The entire story improves with time. Ease back on the early officiousness and you’ll have something fantastic. Though I will note that in a heliocentric solar system, the planet is the one that has an orbit. For the most part. There is a little circular oscillation on the part of the star, but it’s negligible.
#6 ·
·
Entry number 28, File Code Name, The Yo Mama Mandate

Now this was a funny story to read. It had it's funny moments and bits that would seem outlandish but with Pinkie Pie in the midst it did lead to a fun trip throughout the story. The ending felt a little weak and it should have hit on a high note. Other than that I say the story turned out well.
#7 ·
· · >>The_Letter_J
I feel dense, in that I don't quite get how Luna's 'Our Momma' joke leads to Twilight figuring out Heliocentric Solar System.
#8 ·
· · >>Morning Sun
>>Morning Sun
The sun has its own orbit. That means that the planet orbits the sun, not the other way around. Therefor, Celestia has been lying about moving the sun.

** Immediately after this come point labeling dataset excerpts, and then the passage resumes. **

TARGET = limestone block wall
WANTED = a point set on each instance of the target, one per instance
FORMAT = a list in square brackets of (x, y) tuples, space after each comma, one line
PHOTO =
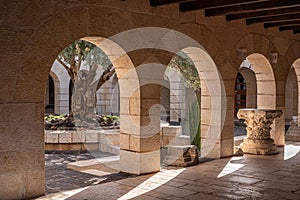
[(33, 33), (62, 82), (108, 98), (291, 96)]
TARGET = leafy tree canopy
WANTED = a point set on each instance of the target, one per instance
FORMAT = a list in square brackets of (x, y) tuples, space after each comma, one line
[(186, 68)]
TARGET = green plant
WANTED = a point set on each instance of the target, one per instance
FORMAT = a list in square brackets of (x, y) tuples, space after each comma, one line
[(194, 124)]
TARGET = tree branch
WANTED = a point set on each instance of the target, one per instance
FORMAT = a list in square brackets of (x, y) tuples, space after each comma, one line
[(69, 70)]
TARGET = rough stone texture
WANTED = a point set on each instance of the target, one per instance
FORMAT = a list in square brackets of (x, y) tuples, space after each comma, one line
[(293, 132), (258, 140), (33, 33)]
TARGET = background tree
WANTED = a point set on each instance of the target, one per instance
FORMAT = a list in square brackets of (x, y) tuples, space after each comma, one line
[(89, 68)]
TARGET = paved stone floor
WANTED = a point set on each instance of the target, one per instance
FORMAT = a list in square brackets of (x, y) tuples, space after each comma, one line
[(59, 178), (247, 177)]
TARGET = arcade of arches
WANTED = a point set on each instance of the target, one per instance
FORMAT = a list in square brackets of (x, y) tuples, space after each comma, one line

Technically, it could still be the case that the sun orbits the planet and some other smaller object—basically, its own moon—orbits the sun. But if that was the case, Luna would have just said so.
#9 ·
·
>>The_Letter_J
I get the I am just confused as to why she said 'Our Mama' I suppose
#10 ·
·
Okay, crackfic is crackfic, and that's just generally not my thing, so take this with a grain of salt. The humor, overall, is very hit and miss. The odd narrative phrasings are horribly annoying at parts (especially near the start) and actually quite clever/funny in others ("earwitnesses.")

I have to give credit to the attempt though. Using a yo mamma joke as an excuse to reveal a heliocentric solar system is a very, very lofty goal. You certainly aimed for the stars, and that you got even halfway is still an accomplishment. That said, this whole thing is basically a shaggy dog story, with everything lining up for that single swing at the end. So, to that end, it really could use some tightening up throughout. As this comes in at exactly the 2,000 word minimum for the contest, I'm fairly certain it was stretched. That hurt it. This should be maybe half the length it is, and if you take out the cruft, and polish a few of the narrative jokes along the way, then it could really be a great comedy. As is, I'm afraid it's in the finals against some serious literary work, and I can't rank it very high next to those I'm afraid.